Rethinking antenna placement: a complex puzzle
In space engineering, every design decision can have major consequences. One of the most complex challenges is antenna placement. This process requires balancing multiple constraints: ensuring optimal signal performance, reducing weight, and integrating components seamlessly into a satellite or aircraft structure. Yet, traditional methods rely on lengthy simulations, slowing down the innovation process.
To address this challenge, we collaborated with the Centre National d’Études Spatiales (CNES) to explore an innovative approach: AI simulation.
Accelerating design cycles with AI simulation
The promise of AI simulation is to overcome the inefficiencies caused by slow simulation cycles. In concurrent engineering, where multiple teams work simultaneously, delays in simulation can disrupt workflows and hinder decision-making. AI-driven simulation addresses this challenge by transforming historical simulation data into actionable models that provide results in seconds. This approach enhances efficiency, accelerates iterations, and fosters seamless collaboration.
Unlike traditional methods that depend on repetitive and time-consuming testing, AI simulation significantly accelerates the process. By exploring the design space extensively, it delivers more informed results in less time, allowing engineers to concentrate on high-value tasks while keeping pace with the demands of concurrent engineering.

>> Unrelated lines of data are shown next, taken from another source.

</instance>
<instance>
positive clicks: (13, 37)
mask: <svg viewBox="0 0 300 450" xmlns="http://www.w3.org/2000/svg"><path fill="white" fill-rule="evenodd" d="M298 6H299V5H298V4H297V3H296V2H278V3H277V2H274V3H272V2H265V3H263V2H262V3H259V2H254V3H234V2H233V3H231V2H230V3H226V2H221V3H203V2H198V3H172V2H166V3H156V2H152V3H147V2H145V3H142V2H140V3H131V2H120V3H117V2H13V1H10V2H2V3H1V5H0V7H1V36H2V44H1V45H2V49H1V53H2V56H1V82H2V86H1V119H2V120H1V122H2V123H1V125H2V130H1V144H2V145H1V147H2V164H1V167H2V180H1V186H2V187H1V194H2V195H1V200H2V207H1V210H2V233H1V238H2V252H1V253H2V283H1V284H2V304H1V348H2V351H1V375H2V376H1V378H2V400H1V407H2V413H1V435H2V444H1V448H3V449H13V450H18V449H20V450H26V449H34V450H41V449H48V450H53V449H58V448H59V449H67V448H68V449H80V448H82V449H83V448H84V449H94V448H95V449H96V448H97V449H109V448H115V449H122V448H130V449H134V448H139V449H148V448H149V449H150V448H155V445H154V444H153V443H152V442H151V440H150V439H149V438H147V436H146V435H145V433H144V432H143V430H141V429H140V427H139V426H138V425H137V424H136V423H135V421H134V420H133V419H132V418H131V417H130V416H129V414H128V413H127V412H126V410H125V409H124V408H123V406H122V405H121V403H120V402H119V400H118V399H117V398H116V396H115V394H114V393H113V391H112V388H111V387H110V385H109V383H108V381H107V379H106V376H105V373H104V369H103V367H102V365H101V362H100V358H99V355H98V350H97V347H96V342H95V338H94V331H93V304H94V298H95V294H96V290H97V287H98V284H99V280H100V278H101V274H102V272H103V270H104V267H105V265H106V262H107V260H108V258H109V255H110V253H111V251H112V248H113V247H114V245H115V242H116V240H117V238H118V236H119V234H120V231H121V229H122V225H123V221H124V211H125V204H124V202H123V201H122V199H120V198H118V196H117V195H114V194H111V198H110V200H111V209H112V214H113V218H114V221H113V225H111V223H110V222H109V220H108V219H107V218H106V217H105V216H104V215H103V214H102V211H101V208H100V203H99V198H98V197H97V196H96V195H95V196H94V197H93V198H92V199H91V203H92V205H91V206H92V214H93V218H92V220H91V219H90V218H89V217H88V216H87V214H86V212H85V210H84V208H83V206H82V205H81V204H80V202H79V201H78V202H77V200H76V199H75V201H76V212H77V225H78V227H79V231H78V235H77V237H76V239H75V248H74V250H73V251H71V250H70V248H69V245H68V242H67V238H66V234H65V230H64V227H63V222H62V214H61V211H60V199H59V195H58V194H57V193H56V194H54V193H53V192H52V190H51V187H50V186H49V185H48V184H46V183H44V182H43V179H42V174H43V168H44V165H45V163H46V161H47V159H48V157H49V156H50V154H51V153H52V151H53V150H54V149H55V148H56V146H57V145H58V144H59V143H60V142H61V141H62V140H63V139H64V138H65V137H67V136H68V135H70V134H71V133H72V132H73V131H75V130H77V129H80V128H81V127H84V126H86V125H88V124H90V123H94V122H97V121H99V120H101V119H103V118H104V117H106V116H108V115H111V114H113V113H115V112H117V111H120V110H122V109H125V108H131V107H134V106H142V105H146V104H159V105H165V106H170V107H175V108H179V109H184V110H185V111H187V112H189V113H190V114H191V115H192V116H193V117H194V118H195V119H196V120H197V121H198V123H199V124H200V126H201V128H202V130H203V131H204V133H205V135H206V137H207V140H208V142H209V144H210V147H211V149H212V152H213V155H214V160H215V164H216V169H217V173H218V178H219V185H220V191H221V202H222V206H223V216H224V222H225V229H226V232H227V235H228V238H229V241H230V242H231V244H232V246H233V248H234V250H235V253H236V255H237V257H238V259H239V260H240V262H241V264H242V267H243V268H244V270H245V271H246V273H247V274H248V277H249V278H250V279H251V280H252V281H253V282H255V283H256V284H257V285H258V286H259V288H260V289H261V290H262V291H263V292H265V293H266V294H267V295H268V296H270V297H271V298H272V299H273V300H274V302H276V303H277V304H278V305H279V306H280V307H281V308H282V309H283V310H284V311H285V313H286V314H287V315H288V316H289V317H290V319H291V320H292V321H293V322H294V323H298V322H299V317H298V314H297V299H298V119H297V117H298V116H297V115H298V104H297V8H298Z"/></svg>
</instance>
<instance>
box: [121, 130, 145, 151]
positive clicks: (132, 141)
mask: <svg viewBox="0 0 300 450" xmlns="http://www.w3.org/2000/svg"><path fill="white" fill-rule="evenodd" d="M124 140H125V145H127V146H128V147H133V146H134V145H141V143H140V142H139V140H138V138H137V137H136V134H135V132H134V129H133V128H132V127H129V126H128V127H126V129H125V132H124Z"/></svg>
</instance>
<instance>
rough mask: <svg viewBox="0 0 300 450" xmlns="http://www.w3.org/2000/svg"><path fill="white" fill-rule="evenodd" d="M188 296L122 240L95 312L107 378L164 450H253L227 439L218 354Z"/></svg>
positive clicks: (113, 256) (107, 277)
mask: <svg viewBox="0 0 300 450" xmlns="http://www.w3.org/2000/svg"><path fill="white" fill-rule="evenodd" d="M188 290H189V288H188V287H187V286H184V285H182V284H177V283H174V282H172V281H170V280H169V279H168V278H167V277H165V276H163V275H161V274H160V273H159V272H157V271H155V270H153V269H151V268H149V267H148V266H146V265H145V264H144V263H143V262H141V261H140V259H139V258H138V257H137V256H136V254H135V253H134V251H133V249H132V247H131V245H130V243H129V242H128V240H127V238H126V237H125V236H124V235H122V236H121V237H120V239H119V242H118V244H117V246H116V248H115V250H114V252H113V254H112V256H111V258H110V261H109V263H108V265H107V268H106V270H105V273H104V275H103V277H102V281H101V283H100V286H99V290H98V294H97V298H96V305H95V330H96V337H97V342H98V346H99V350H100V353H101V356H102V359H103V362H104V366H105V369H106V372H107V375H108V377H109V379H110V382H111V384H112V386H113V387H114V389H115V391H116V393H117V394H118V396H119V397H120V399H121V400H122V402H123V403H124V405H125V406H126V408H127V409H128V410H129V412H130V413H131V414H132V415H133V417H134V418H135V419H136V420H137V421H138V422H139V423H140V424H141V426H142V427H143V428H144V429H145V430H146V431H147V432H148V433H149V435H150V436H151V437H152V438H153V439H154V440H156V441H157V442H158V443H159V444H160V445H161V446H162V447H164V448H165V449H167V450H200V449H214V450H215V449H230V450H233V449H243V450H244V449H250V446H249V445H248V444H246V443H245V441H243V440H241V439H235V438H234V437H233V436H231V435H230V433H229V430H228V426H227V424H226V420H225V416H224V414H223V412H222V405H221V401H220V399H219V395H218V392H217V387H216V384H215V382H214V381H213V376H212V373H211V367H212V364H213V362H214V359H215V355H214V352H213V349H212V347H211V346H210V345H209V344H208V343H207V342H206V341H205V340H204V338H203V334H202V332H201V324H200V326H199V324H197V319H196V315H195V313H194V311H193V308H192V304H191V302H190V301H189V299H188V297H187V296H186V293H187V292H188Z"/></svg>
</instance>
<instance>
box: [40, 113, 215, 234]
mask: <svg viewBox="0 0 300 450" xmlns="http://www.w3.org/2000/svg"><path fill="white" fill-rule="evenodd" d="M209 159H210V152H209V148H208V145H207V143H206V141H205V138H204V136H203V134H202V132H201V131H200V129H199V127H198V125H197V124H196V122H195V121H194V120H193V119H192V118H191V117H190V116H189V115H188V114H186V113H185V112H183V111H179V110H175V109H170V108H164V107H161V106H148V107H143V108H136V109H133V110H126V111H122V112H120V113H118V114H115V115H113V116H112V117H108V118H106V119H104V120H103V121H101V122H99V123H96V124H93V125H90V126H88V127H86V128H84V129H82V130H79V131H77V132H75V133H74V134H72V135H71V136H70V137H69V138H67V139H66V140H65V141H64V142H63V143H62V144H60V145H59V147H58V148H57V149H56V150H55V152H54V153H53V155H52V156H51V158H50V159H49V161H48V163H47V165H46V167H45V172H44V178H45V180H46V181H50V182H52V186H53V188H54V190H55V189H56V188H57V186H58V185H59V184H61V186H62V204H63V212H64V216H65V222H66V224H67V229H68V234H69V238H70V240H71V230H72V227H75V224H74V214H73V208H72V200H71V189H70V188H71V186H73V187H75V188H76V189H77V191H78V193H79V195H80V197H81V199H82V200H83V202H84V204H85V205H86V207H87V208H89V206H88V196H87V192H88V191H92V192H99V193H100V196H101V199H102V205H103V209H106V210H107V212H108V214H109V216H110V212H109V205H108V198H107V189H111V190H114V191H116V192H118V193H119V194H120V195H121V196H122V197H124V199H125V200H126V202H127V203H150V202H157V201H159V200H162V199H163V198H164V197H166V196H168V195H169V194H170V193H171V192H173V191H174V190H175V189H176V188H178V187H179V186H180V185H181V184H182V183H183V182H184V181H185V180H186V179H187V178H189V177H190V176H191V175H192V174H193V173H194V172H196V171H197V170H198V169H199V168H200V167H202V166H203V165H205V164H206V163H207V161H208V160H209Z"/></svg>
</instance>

Addressing the data challenge: a long-term investment
One common concern with AI simulation is the need to generate large volumes of synthetic data for model training, as historical data is often unavailable. This additional step, along with the time required to train models, can initially seem to lengthen the overall design cycle—making the promise of “faster time-to-design” appear less compelling in the short term.
However, this shift represents an investment rather than a burden. By systematically building structured and reusable datasets, companies create a foundation that enhances simulation accuracy and accelerates future iterations. Unlike traditional simulation-based workflows, where data is generated on demand and then discarded, fostering a data-driven culture enables organizations to continuously refine their AI models. This approach not only unlocks efficiency gains over time but also positions AI-powered design as a sustainable competitive advantage.
🔗Explore how businesses can overcome the data challenge and maximize the benefits of AI simulation. Read full article.
A successful Proof of Concept (PoC)
In 2024, our collaboration with CNES led to a promising evolution: a successful PoC demonstrating the transformative potential of AI simulation in electromagnetic simulation for antenna placement. By automating and optimizing simulations, we have taken a significant step toward reducing iteration cycles while improving the performance of the proposed solutions.
Breaking simulation silos: How Miura enables seamless AI integration in space engineering
Engineering teams in the space industry often struggle with fragmented simulation ecosystems, where proprietary software limits interoperability and flexibility. Most AI solutions reinforce these constraints, making their integration a challenge. Miura stands apart by offering a fully interoperable and relying on open formats and standards, designed to fit seamlessly into existing workflows. This ability to integrate effortlessly with diverse tools and platforms was a key factor in our successful collaboration with CNES, where our technology aligned ideally with their demanding processes. By ensuring organizations retain full control over their data and models while leveraging the power of AI, Miura provides a scalable and future-proof approach to engineering simulation, eliminating vendor lock-in and unlocking new possibilities for innovation.
What’s next: tackling new space challenges
Building on this initial success, we are now preparing to take on even more ambitious challenges in 2025. The goal is to expand the application of AI simulation to other complex space problems. By refining our methods and broadening our scope, we are paving the way for a new standard of efficiency and innovation.
An evolution in space engineering
AI simulation is not just an incremental improvement, it represents a paradigm shift in how space systems are designed. While its initial adoption requires investment in data management, our infrastructure ensures that companies build a growing knowledge base, continuously accelerating design cycles.
This collaboration with CNES marks a key milestone in this transformation. It demonstrates that, with an innovative approach and AI-driven technology, we can unlock a future where engineers spend less time on lengthy and repetitive processes—and more time on creativity and innovation.